Die Tatsache, dass mein Prachtexemplar Nr. 2 ein Leben als mein Kind gebucht hat, gibt mir seit dem ersten Ultraschall im Rahmen der jährlichen TÜV-Prüfung bei meiner Frauenärztin (Überraschung!) immer wieder Rätsel auf. Wieso ist der da? Was will der ausgerechnet von mir? Was soll ich daraus lernen?

Also, das jetzt nicht falsch verstehen. Ich liebe dieses Kind von ganzem Herzen, genau wie seinen großen Bruder. Ich bin sehr glücklich, dass ich mit diesen beiden Kindern gesegnet bin, aber gerade dieses eine macht mich manchmal schlicht und ergreifend fertig.

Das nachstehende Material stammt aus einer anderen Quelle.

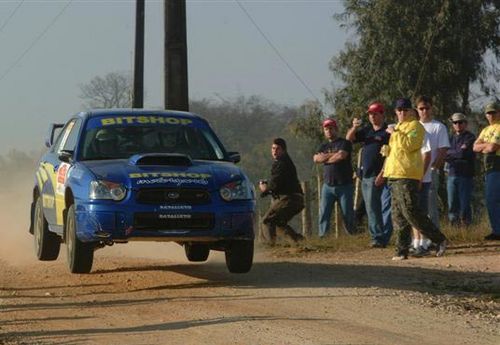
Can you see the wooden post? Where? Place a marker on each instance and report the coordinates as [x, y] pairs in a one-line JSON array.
[[306, 212]]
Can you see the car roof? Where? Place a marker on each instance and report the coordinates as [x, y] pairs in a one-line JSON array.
[[123, 111]]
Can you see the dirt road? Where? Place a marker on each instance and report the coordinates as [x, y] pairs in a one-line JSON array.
[[150, 294]]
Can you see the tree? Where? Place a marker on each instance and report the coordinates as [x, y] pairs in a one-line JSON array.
[[403, 48], [114, 90]]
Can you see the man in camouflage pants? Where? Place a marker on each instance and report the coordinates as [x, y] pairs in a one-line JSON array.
[[404, 169]]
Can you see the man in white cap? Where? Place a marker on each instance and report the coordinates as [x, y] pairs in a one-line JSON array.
[[460, 162]]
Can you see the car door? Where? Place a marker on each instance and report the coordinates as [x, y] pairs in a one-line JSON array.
[[54, 187]]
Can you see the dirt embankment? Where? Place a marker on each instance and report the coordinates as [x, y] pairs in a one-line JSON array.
[[147, 293]]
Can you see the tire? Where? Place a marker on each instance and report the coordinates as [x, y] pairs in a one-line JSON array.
[[47, 244], [80, 255], [196, 252], [239, 256]]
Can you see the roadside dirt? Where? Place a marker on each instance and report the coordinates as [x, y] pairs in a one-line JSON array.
[[148, 293]]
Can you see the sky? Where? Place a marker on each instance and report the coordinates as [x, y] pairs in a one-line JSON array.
[[49, 48]]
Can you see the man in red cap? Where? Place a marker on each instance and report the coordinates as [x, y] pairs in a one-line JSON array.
[[335, 155], [373, 137]]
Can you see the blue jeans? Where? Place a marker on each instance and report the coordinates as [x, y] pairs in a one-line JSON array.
[[433, 207], [459, 190], [493, 200], [329, 195], [386, 213], [372, 195]]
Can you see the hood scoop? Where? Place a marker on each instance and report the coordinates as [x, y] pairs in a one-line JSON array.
[[161, 159]]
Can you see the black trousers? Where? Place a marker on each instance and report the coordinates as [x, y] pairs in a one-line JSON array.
[[282, 210]]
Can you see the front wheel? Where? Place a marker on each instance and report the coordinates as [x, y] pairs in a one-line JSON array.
[[239, 256], [47, 244], [80, 255]]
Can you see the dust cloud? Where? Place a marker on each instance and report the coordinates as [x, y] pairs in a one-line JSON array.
[[16, 243]]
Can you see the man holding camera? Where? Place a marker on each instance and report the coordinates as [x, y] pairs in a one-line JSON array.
[[373, 137], [288, 198]]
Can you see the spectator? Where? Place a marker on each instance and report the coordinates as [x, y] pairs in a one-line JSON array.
[[460, 163], [488, 143], [437, 134], [288, 199], [439, 141], [373, 136], [404, 169], [335, 155]]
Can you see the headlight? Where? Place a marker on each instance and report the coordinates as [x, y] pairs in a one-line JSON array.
[[236, 190], [107, 190]]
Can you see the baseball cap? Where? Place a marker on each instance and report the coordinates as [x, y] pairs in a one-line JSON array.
[[330, 122], [492, 107], [375, 108], [402, 103], [457, 117]]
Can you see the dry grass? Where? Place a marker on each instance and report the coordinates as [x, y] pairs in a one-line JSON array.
[[456, 235]]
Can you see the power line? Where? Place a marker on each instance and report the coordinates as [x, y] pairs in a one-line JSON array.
[[7, 71], [277, 51], [11, 15]]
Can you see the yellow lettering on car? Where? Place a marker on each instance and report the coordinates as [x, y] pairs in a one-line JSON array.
[[118, 120]]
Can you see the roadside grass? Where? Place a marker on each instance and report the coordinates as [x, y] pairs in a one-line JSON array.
[[458, 236]]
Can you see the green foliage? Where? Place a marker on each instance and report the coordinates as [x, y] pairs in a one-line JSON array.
[[248, 125], [406, 48]]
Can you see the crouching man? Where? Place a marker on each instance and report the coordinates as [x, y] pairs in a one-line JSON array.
[[288, 198]]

Bald wird er 17 und bis jetzt ist er wirklich ziemlich entspannt durch die Pubertät gedümpelt, stellt offensichtlich nichts schlimmes an, hat einen von mir voll aktzeptierten Freundeskreis, geht fast jeden Tag zum Basketballtraining, bessert sich sein Taschengeld mit der Tätigkeit als Schiedsrichter auf, hat sich selbst um einen Praktikumsplatz bemüht und den gewünschten auch bekommen, wäscht schon seit Jahren seine Wäsche selbst und schreibt fast ausschließlich gute Noten. Ein Traum, gell? Aber irgendwie doch auch beängstigend, oder?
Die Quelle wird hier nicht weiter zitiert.